Generic case study. We do not name the property, the address, or the owner — the value is the method, the cable strategy and the accessory schedule.
The brief
A Grade II listed Georgian-conversion property in central Bath, 4 bedrooms across three floors, with a basement kitchen and original features throughout: working sash windows, lath-and-plaster ceilings, the original staircase, panelled doors, picture rails, and a continuous run of original architrave the owner specifically did not want chasing into. The wiring was an aging mix of late-1970s rubber-sheathed and post-1990s twin-and-earth, with a wooden-back fuseboard in a basement cupboard. EICR had come back UNSATISFACTORY (multiple C2s) and the brief was a full rewire — without leaving a mark on anything original.
Conservation officer liaison
Listed-building consent isn't always required for a like-for-like internal rewire, but on a Grade II property it pays to assume it might be. We:
- Wrote a method statement and reversibility statement before the first cable was pulled
- Liaised directly with Bath & North East Somerset (B&NES) conservation officer ahead of work
- Agreed which voids the cables would run in, where chase routes were and weren't acceptable, and how the original features would be protected during work
- Photographed every original feature before work began — architrave, skirtings, picture rails, ceiling roses, fireplaces — and stored the photos with the job file
Approach detail covered in heritage installations.
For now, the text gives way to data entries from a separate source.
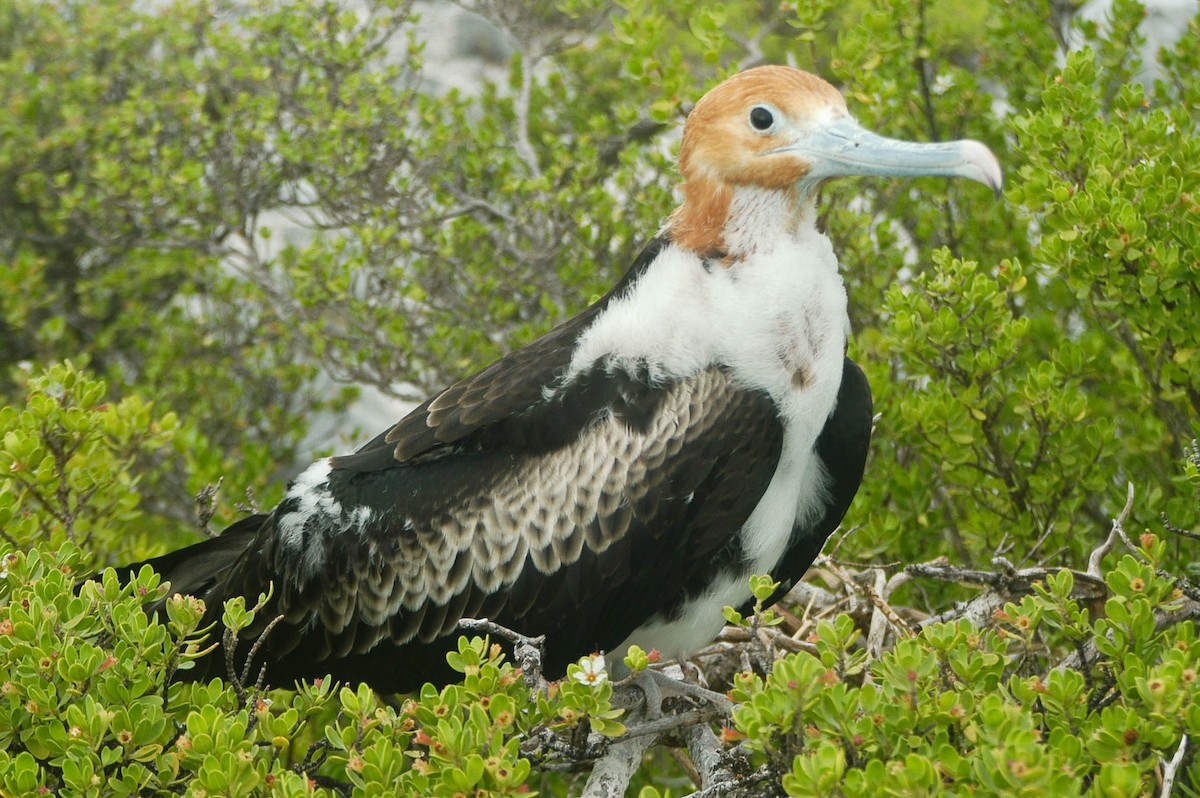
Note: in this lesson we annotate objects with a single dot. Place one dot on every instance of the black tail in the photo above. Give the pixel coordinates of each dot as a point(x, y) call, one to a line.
point(201, 570)
point(197, 569)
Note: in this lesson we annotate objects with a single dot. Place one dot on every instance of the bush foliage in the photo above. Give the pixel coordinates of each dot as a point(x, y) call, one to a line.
point(162, 330)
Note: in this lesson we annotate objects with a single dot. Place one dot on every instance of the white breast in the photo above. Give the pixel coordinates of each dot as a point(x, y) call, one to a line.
point(777, 319)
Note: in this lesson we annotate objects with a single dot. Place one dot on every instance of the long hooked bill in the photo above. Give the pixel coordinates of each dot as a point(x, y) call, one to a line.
point(844, 148)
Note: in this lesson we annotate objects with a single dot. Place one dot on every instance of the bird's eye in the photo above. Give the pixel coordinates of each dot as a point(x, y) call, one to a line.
point(761, 118)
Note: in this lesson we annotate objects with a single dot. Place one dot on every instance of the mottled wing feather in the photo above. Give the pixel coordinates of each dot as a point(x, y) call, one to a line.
point(534, 537)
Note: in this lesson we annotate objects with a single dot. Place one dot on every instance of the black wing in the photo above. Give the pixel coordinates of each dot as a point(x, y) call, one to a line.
point(582, 541)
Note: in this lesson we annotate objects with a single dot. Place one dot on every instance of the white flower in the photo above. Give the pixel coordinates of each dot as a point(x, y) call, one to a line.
point(592, 671)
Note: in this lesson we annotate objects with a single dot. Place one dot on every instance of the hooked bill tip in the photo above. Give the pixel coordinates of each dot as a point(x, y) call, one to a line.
point(982, 166)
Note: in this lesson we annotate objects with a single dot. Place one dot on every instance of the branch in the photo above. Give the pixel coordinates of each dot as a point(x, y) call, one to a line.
point(613, 772)
point(1171, 768)
point(527, 652)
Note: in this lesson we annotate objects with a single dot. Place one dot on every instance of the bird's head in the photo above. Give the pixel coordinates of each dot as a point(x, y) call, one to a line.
point(774, 129)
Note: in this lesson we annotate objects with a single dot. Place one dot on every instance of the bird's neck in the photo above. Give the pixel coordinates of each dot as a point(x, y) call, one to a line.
point(735, 221)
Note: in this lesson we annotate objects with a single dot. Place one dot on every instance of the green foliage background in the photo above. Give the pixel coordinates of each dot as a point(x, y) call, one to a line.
point(1029, 357)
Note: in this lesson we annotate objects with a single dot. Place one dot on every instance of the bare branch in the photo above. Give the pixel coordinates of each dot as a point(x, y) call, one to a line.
point(1171, 768)
point(527, 652)
point(612, 773)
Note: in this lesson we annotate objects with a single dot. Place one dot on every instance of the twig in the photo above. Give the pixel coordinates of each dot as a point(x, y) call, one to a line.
point(705, 749)
point(207, 507)
point(613, 771)
point(672, 723)
point(527, 652)
point(1171, 768)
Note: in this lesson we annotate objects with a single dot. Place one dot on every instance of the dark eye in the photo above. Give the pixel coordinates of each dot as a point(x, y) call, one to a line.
point(761, 118)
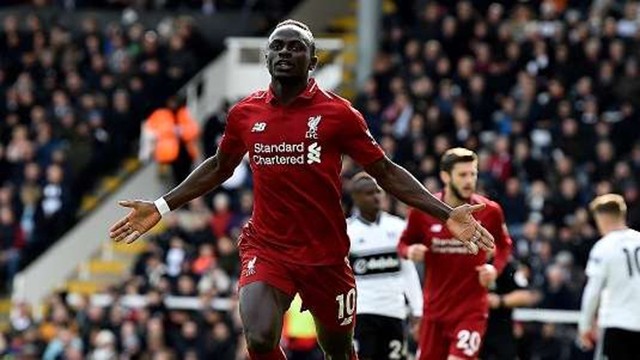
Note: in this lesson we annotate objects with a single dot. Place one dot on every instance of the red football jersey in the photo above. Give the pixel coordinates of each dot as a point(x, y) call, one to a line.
point(295, 154)
point(451, 289)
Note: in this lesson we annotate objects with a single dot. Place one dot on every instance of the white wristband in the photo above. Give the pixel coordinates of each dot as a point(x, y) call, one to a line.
point(162, 206)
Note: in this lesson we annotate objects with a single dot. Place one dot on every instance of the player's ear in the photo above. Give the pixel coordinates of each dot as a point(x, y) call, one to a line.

Invisible cable routing strategy
The whole job lives or dies on the cable strategy. The principles were:
- Use existing voids first. Lift floorboards in the order they were originally laid (numbered with chalk, photographed, replaced sequentially). Run cables in joist drillings, not on top of joists, with grommets at every drilled hole.
- Drop, don't chase. Wherever possible, drop into the wall from the ceiling void above rather than chasing up from a socket position. The chase, if needed, is short and behind the skirting.
- Behind the skirting, not through it. Original skirting is removed carefully (not split), cables laid in the wall behind, skirting refitted with the original nails or matching cut nails.
- Reuse original switch and socket back-boxes wherever they're sound. New back-boxes only where the old ones were galvanised steel of unknown age.
- No surface conduit on principal elevations. Anywhere visible, the wiring is invisible.
Brass-finish accessory schedule
The visible kit was specified to match the period of the property, not bolted on as an afterthought. The accessory schedule was approved with the owner before any kit was ordered:
- Forbes & Lomax — unswitched brass sockets in the principal rooms (front parlour, principal bedroom, drawing room)
- Hamilton Litestat — antique-brass dolly switches and dimmers throughout
- Period-style flex pendants in colour-matched braided flex on the original ceiling roses
- Brass-cup ceiling roses on staircase and landings
- White MK kept for kitchen and utility (where guests don't see them)
- Floor sockets in brass with hinged lids for the drawing-room sofa run, agreed with conservation
Staged install over 2 weeks
The job was sequenced as 9 working days across 2 weeks, with the property occupied throughout (the owner moved between rooms as we worked):
- Day 1 — Strip-out, protection, photography. Original features dust-sheeted, floorboards numbered and lifted in the work zones, photographs of every original detail.
- Days 2–4 — First fix. All new cabling pulled through ceiling voids and joist drillings. Existing wiring left live in parallel where possible so the owner didn't lose lighting overnight.
- Day 5 — Board change. New consumer unit installed in basement cupboard (same location, replacement kit). Property on temporary supply for the day.
- Days 6–7 — Second fix. Brass accessories fitted, switches and sockets terminated, lighting hung.
- Day 8 — Test & cert. Full BS 7671 inspection-and-test, every circuit, every reading logged.
- Day 9 — Handover. Walk-through with the owner, every circuit demonstrated, paperwork issued.
The new board
| Component | Spec |
|---|---|
| Consumer unit | Metal-clad 18-way, RCBO per circuit |
| Surge protection | Type 2 SPD on the incoming |
| AFDD | Bedroom-circuit AFDD per BS 7671 sleeping-accommodation guidance |
| RCBOs | Type A, 30 mA, full per-circuit individual protection |
| Tails & bonding | 25 mm² tails, 10 mm² main protective bonding |
| Earthing | Verified, labelled, photographs on file |
BS 7671 cert + Part P
Handover paperwork:
- BS 7671 Electrical Installation Certificate — full, NAPIT-format, every circuit reading logged, signed and dated
- Part P Building Regulations Compliance Certificate — notified through NAPIT to local building control
- Schedule of test results for every final circuit
- Method statement and reversibility note filed with the customer for any future listed-building application
- Photographs of every original feature before, during and after work
- VAT invoice — itemised, VAT @ 20%
Why this approach. A heritage property gets one chance at a rewire that doesn't damage it. Plan the cable routes before lifting a board, agree the accessory schedule before ordering kit, document everything before you change anything. The job takes longer in planning than it does on site — that's deliberate.